Massive graphs arise in many social media applications, such as social networks, E-commerce recommendation systems, e-mail communication patterns, and other collaborative applications. Such data is often sensitive from a privacy point of view. Recently there are many privacy preserving schemes being proposed to protect the release of network data. The question is how effective these schemes are on preventing the re-identification of nodes, i.e., preserving the identity anonymization of the network nodes.
This project will raise the issue of the inadequacy of the current network anonymization schemes for massive and sparse graphs. It is important to understand the theoretical properties which make them susceptible to re-identification attacks. By a systematic study of the re-identification risks of the existing approaches, and development of new principles for anonymization of network data, we will deepen our understanding of the problems and be better able to protect the data privacy. By designing a new type of attack algorithms and raising the issue on the privacy exposure of the current network anonymization schemes, the work can lead to fundamentally different thinking on how to perform privacy preserving data publishing on network data. It provides new insights on how to devise anonymization schemes to protect the privacy of social network data.
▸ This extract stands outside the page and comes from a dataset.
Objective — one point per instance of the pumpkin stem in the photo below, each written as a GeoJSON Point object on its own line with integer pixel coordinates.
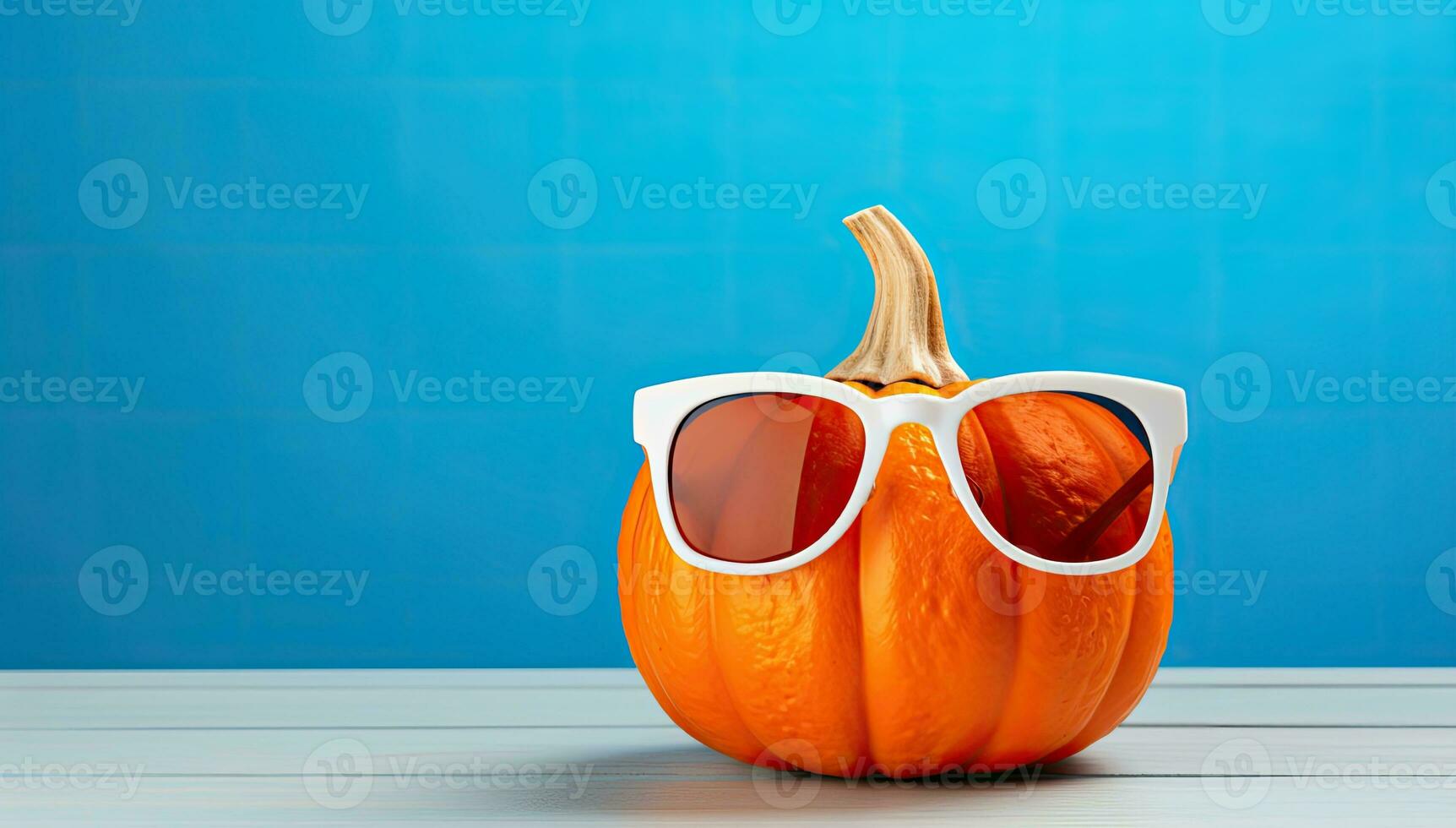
{"type": "Point", "coordinates": [906, 335]}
One of the biggest obstacles on sharing information is the privacy concern. This project has the potential to make fundamental, disruptive advances in protecting the privacy of network data. It provides new insights on the inadequacy of the current anonymization schemes. Many researchers need access to sensitive data, e.g., social network data, e-mail and communication patterns, etc. By advancing the knowledge on privacy preserving data publishing, the barrier of sharing data will come down to facilitate scientific research activities.